Lapisan-lapisan kedua dan ketiga yang akan kita bicarakan di bawah,
tidak banyak memengaruhi keadaan dan keagamaan di daerah-daerah itu.

Lapisan kedua ialah pengaruh kebudayaan dan keagamaan yang datang dari
India. Selama lebih dari seribu tahun, pengaruh kebudayaan dari
keagamaan yang berasal dari India ini sangat berakar di Pulau Jawa dan
Bali dan sebagian Pulau Sumatera. Lapisan ini menghasilkan Kerajaan
Sriwijaya yang beragama Budha dan Kerajaan Majapahit yang beragama
Hindu. Kedua kerajaan itu pernah mempersatukan seluruh kepulauan
Indonesia. Sampai sekarang, pengaruh dari lapisan yang berasal dari
India ini masih tetap sangat kuat di Pulau Jawa dan Bali. Seperti
telah kita catat tadi, Injil telah tiba di Indonesia pada abad ke-7
dalam kurun tibanya lapisan kedua ini di Indonesia, tetapi pengaruh
Injil itu hanya terbatas kepada Fansur (Barus) saja dan pengaruh itu
kemudian lenyap tanpa meninggalkan bekas.

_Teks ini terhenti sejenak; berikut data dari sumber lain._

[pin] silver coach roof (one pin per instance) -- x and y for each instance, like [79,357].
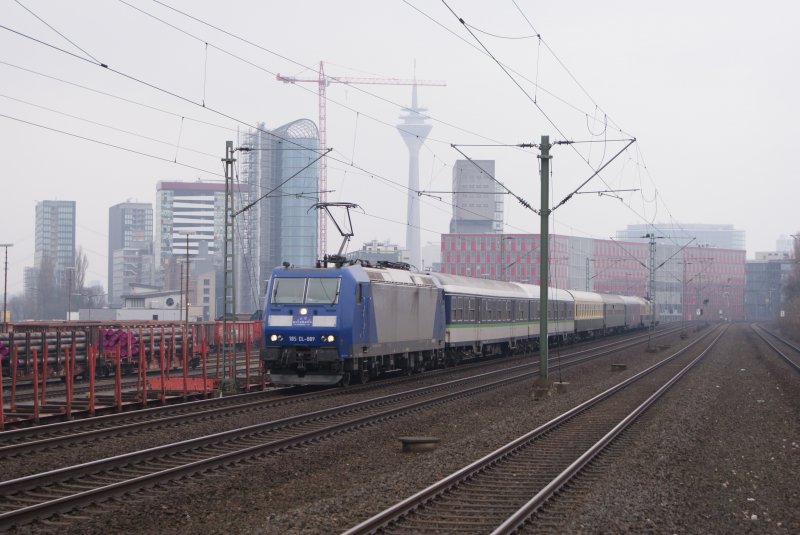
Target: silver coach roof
[485,287]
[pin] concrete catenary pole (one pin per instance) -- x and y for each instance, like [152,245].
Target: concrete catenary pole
[544,248]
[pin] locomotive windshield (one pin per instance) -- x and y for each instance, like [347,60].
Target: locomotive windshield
[297,291]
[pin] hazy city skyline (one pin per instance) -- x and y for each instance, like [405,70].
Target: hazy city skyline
[705,88]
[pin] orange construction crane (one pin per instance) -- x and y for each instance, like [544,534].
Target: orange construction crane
[323,81]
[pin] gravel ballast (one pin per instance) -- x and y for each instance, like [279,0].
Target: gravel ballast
[719,455]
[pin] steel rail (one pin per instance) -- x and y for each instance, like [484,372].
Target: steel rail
[64,433]
[792,364]
[519,518]
[441,487]
[403,403]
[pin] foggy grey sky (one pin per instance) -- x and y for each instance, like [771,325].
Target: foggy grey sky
[707,88]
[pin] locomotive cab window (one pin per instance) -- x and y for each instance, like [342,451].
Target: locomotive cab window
[322,290]
[286,291]
[297,291]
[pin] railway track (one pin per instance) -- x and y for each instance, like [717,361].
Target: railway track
[65,489]
[787,350]
[30,440]
[502,491]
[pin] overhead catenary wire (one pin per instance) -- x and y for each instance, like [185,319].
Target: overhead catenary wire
[178,96]
[70,41]
[305,67]
[202,104]
[104,143]
[121,130]
[152,85]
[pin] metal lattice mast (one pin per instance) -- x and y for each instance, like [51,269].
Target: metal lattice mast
[229,290]
[322,239]
[544,265]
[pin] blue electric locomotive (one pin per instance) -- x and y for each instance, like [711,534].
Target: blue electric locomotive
[324,326]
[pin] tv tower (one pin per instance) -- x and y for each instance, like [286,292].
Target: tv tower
[414,130]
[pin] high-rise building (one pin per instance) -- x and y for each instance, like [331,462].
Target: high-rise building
[55,236]
[281,227]
[130,248]
[193,209]
[477,198]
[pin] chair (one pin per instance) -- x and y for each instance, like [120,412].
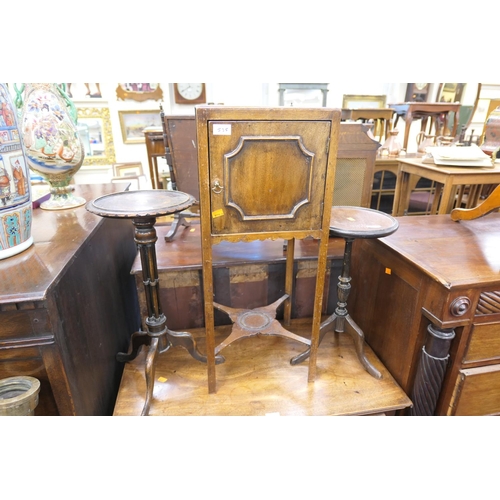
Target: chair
[128,171]
[180,146]
[265,173]
[357,151]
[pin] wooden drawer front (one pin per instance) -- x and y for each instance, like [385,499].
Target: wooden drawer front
[28,362]
[24,324]
[478,391]
[484,343]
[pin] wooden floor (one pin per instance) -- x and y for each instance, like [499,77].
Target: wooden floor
[257,379]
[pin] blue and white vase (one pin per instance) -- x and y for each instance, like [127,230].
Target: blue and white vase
[15,188]
[52,144]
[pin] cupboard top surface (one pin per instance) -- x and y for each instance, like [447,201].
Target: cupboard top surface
[57,235]
[464,253]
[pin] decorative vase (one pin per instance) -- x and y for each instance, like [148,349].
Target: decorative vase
[15,189]
[52,144]
[392,144]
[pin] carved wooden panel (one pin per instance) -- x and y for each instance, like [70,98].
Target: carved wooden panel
[267,179]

Lapisan ketiga dengan datangnya Islam. Di banyak daerah di Indonesia
peta keagamaan dan kebudayaan mengalami perubahan yang mendasar
sebagai akibat kedatangan Islam itu. Muncullah banyak kerajaan Islam
di berbagai daerah, tetapi tidak sempat ada kerajaan Islam yang
mempersatukan seluruh kepulauan Indonesia, seperti pernah terjadi oleh
Kerajaan Budha Sriwijaya dan oleh Kerajaan Hindu Majapahit. Injil
tidak hadir di Indonesia selama tibanya lapisan ketiga ini.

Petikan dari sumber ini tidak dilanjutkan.